Les marchés conclus selon cette procédure non définie ne peuvent davantage être qualifiés de Mapa [5].

Si elle se rapproche de la procédure négociée avec mise en concurrence préalable, outre le fait que cette dernière est l’apanage des entités adjudicatrices, elle s’en écarte toutefois dans la mesure où elle ne donne pas lieu obligatoirement à la publication d’un avis d’appel public à la concurrence, laquelle est exigée dans le cadre de la procédure négociée susvisée (article 74 du décret).

Le silence du droit national

Or, en vertu de l’article 99 du décret, l’obligation de notification des décisions de rejet aux opérateurs non retenus ne vaut expressément que pour les Mapa (tels que définis par les articles 27, 28 et 29 du décret), ainsi que pour les marchés passés selon les procédures formalisées (définies par les articles 25 et 26).

La formulation retenue afin de définir le champ d’application de l’obligation d’information des opérateurs non retenus peut laisser entendre que cette dernière n’est pas applicable lorsque l’acheteur décide de consulter directement plusieurs opérateurs pour l’attribution d’un marché qui réunit les conditions visées à l’article 30 du décret.

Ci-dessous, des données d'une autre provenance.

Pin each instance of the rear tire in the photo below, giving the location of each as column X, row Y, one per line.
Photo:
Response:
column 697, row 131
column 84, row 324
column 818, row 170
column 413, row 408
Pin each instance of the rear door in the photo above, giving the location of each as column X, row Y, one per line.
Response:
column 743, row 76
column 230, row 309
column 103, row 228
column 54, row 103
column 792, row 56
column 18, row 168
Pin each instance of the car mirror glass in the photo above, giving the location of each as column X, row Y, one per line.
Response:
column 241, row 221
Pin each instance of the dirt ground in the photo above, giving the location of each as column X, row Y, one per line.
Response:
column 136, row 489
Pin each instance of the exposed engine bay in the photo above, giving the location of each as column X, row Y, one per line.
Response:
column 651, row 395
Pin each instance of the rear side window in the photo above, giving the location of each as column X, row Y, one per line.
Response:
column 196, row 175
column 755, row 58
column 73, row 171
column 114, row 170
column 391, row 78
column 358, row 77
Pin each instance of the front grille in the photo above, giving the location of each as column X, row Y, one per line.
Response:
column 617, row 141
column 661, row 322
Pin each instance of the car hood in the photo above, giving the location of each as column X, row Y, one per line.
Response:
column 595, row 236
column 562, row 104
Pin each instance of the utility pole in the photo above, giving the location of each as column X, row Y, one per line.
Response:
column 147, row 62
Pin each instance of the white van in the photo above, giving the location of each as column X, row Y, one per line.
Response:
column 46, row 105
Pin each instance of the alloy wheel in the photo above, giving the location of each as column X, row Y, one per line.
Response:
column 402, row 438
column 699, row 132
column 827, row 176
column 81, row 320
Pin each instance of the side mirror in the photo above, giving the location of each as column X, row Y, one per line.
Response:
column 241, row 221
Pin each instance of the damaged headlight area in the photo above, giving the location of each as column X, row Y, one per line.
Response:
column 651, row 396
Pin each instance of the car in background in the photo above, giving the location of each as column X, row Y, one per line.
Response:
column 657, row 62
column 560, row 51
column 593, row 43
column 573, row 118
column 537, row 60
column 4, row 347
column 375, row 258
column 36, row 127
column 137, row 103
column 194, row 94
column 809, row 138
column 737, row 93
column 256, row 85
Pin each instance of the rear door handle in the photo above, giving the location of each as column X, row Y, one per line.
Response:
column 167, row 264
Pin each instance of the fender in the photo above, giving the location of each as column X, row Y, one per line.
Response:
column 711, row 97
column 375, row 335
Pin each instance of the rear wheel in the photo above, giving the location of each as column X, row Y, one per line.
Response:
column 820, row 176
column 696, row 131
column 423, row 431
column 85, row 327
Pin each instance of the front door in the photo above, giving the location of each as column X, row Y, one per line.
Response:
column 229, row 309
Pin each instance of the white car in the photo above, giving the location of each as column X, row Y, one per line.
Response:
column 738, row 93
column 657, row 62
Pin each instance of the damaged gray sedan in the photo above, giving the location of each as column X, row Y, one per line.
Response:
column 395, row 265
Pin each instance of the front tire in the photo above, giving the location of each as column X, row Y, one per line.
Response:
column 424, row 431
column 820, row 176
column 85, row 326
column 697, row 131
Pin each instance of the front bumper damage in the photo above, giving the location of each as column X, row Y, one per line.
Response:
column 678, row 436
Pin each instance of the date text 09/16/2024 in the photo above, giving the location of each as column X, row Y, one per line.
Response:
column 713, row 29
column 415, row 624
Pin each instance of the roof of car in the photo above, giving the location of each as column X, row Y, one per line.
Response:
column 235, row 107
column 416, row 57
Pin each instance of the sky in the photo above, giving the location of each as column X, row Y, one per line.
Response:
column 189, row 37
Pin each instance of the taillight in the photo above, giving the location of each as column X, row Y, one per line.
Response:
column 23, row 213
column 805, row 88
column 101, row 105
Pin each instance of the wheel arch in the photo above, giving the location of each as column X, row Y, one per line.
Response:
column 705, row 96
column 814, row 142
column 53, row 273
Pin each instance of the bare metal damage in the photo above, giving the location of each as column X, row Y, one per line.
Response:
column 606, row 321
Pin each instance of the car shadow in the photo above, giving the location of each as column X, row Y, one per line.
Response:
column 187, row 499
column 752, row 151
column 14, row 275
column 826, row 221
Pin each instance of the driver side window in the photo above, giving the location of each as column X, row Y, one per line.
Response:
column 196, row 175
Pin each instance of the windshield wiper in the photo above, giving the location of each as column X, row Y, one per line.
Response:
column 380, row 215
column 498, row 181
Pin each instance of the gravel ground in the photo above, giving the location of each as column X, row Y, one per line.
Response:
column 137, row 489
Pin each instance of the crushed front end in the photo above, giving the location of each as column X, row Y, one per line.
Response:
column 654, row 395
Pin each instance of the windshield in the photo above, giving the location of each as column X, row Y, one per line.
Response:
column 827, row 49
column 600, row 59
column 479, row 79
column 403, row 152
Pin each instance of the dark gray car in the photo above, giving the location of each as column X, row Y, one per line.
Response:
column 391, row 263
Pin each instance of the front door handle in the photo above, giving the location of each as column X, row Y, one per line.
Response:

Les marchés publics négociés sans publicité ni mise en concurrence préalables offrent une souplesse telle, par rapport aux principes fondamentaux régissant le droit de la commande publique, que les rédacteurs du décret du 25 mars 2016 n’ont vraisemblablement pas imaginé que l’acheteur puisse volontairement décider d’y renoncer. Rappelons toutefois que l’article 30 lui-même aborde l’obligation de négocier, le cas échéant, avec l’ensemble des opérateurs désignés lauréats du concours.

L’application du droit européen

Pour autant, ce vide juridique du droit national ne saurait exonérer les acheteurs de l’obligation de notifier les décisions de rejets aux opérateurs consultés pour la passation d’un marché relevant de l’article 30 du décret et dont le montant estimé est d’un montant égal ou supérieur aux seuils européens.

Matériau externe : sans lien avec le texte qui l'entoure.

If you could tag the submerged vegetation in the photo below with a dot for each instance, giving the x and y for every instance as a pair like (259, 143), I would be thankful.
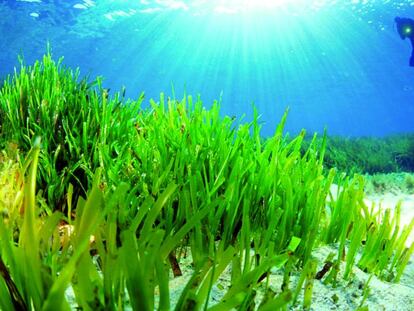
(370, 155)
(106, 198)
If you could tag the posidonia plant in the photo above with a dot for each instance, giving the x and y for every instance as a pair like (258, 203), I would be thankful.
(136, 187)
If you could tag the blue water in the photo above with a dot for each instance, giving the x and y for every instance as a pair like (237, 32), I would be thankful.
(335, 64)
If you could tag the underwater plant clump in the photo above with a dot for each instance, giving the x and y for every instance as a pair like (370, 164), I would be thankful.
(138, 186)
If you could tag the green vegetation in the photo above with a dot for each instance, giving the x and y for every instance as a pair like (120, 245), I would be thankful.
(390, 183)
(109, 196)
(369, 155)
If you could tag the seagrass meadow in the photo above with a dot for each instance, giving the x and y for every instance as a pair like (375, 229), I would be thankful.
(105, 199)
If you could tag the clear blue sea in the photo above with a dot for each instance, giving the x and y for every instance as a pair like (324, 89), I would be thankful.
(335, 64)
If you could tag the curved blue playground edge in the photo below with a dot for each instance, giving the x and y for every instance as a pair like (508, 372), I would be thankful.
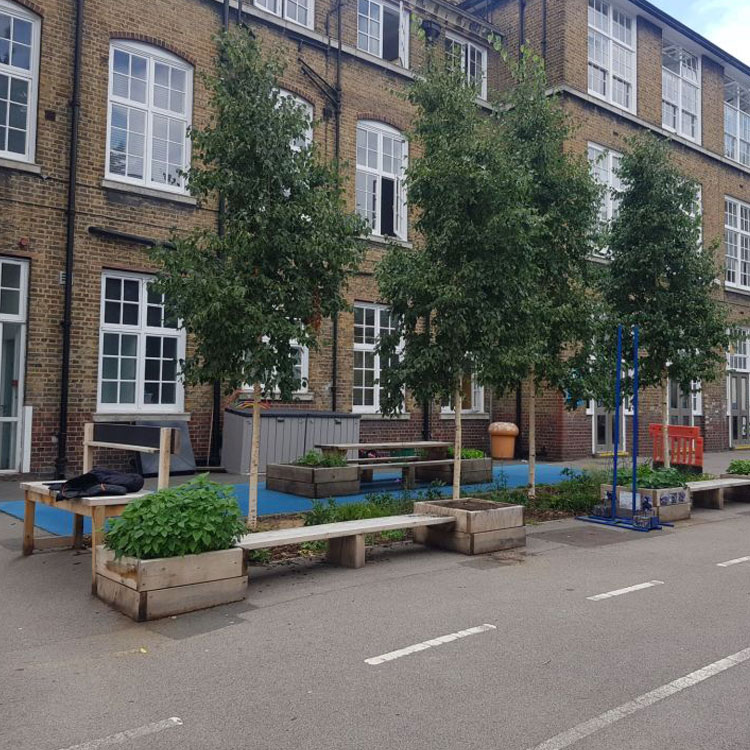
(271, 502)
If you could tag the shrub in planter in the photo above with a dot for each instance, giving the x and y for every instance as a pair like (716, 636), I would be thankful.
(200, 516)
(172, 552)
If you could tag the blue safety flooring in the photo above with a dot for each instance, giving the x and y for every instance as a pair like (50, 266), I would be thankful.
(271, 502)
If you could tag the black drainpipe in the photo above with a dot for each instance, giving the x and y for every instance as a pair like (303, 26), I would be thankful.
(75, 112)
(214, 457)
(337, 155)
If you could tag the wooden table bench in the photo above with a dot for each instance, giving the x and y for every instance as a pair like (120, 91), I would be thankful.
(709, 493)
(98, 509)
(346, 539)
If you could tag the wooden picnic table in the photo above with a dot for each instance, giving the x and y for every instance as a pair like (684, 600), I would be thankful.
(98, 509)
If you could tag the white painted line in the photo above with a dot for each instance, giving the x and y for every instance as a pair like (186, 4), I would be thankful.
(439, 641)
(620, 592)
(129, 734)
(587, 728)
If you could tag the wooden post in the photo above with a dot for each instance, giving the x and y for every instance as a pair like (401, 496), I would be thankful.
(88, 450)
(165, 448)
(98, 519)
(457, 441)
(28, 524)
(252, 509)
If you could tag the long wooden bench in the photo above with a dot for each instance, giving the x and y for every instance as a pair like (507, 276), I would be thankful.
(709, 493)
(346, 539)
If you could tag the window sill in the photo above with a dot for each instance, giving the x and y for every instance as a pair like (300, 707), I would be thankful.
(375, 417)
(144, 417)
(20, 166)
(165, 195)
(478, 416)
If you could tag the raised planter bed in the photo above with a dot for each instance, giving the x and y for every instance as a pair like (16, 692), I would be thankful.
(473, 471)
(670, 503)
(480, 525)
(313, 482)
(150, 589)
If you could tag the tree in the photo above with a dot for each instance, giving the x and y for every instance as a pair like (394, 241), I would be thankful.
(660, 277)
(565, 200)
(452, 295)
(287, 245)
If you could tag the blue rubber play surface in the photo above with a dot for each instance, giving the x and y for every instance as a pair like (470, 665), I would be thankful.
(271, 502)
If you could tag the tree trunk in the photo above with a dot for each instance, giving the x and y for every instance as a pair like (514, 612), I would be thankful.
(457, 441)
(665, 420)
(532, 436)
(252, 508)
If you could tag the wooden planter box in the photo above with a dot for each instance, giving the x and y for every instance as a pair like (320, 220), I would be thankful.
(670, 503)
(311, 482)
(150, 589)
(480, 525)
(473, 471)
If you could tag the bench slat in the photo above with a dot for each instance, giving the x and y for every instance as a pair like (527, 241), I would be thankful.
(263, 539)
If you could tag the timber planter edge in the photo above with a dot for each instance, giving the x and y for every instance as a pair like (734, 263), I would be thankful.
(151, 589)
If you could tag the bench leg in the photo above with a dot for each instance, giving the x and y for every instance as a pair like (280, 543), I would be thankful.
(347, 551)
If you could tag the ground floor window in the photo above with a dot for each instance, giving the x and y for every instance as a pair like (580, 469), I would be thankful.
(140, 347)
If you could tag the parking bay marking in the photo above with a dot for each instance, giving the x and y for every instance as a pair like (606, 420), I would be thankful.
(439, 641)
(129, 734)
(620, 592)
(587, 728)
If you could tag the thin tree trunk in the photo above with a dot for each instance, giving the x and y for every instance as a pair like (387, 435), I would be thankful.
(532, 436)
(457, 442)
(665, 420)
(252, 509)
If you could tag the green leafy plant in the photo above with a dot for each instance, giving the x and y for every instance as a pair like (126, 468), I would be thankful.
(739, 466)
(321, 460)
(200, 516)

En effet, l’article 55 de la directive 2014/24 [6] et l’article 75 de la directive 2014/25 [7] disposent, d’une manière générale, que « chaque candidat et chaque soumissionnaire » doit être tenu informé des décisions prises par l’acheteur à son égard. Cette information doit leur être délivrée spontanément lorsqu’il s’agit, notamment, de la décision de conclure le marché, ou sur demande préalable des intéressés pour ce qui concerne, entre autres, la motivation des décisions de rejet de leur candidature ou de leur offre. Ainsi, à la différence du droit national, le droit communautaire établit une équation entre la qualité de candidat ou de soumissionnaire et le droit d’être informé par l’acheteur des décisions prises à son sujet, sans considération du type de procédure à laquelle les opérateurs ont pris part.

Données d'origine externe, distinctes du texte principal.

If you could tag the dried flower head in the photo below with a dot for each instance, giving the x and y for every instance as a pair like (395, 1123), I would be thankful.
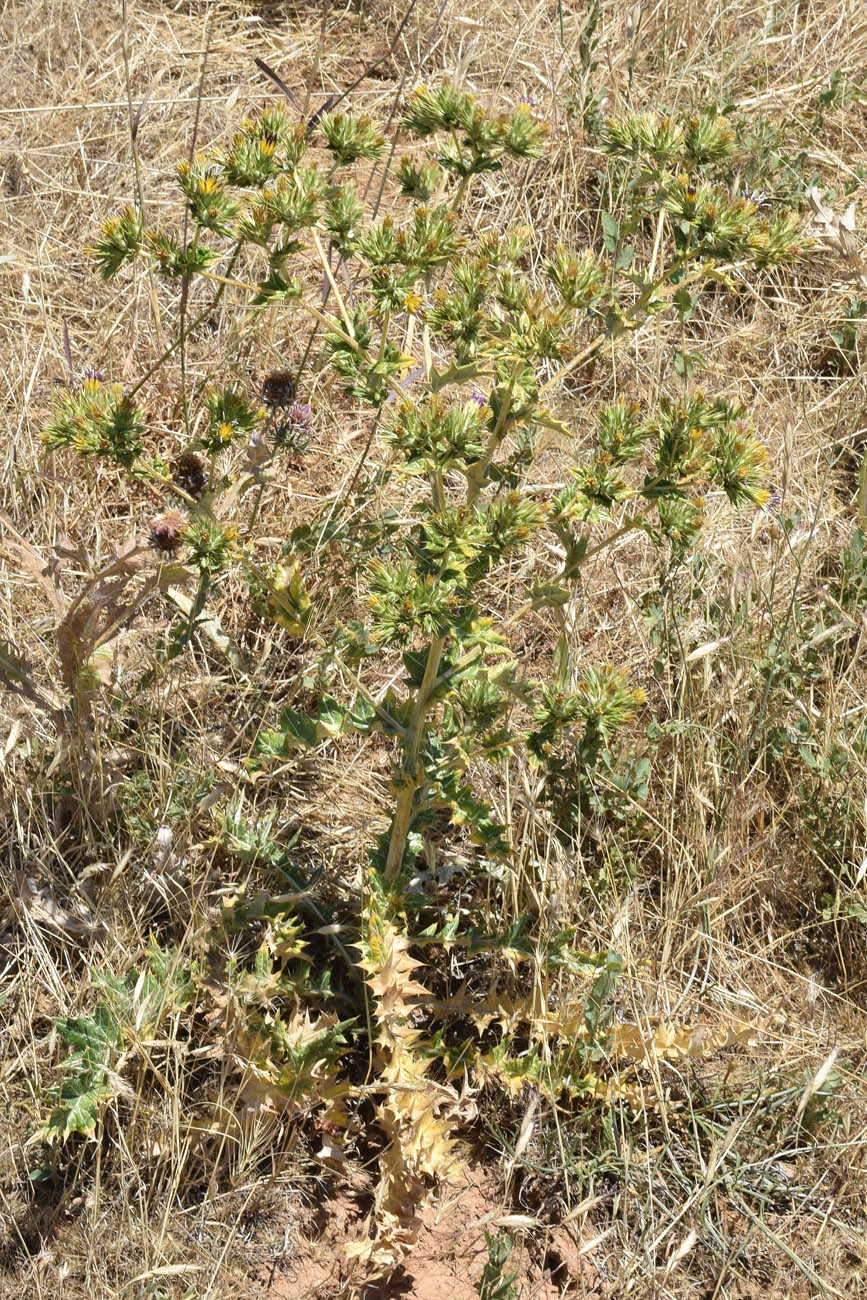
(189, 472)
(167, 531)
(295, 429)
(278, 389)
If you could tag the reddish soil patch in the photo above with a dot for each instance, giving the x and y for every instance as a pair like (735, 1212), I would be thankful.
(446, 1261)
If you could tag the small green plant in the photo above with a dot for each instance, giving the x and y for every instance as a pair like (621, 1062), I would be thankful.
(460, 354)
(494, 1282)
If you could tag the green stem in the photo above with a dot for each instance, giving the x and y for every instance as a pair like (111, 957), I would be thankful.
(195, 324)
(403, 811)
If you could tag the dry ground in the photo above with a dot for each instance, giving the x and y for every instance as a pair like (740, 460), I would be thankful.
(720, 915)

Par conséquent, ce n’est pas tant sur le fondement de l’article 99 du décret qu’en vertu des dispositions susvisées des directives que, juridiquement, l’acheteur est tenu d’informer les opérateurs économiques qu’il a choisis de mettre en concurrence pour la passation des marchés d’un montant égal ou supérieur aux seuils européens dans les cas visés par l’article 30 du décret du 25 mars 2016.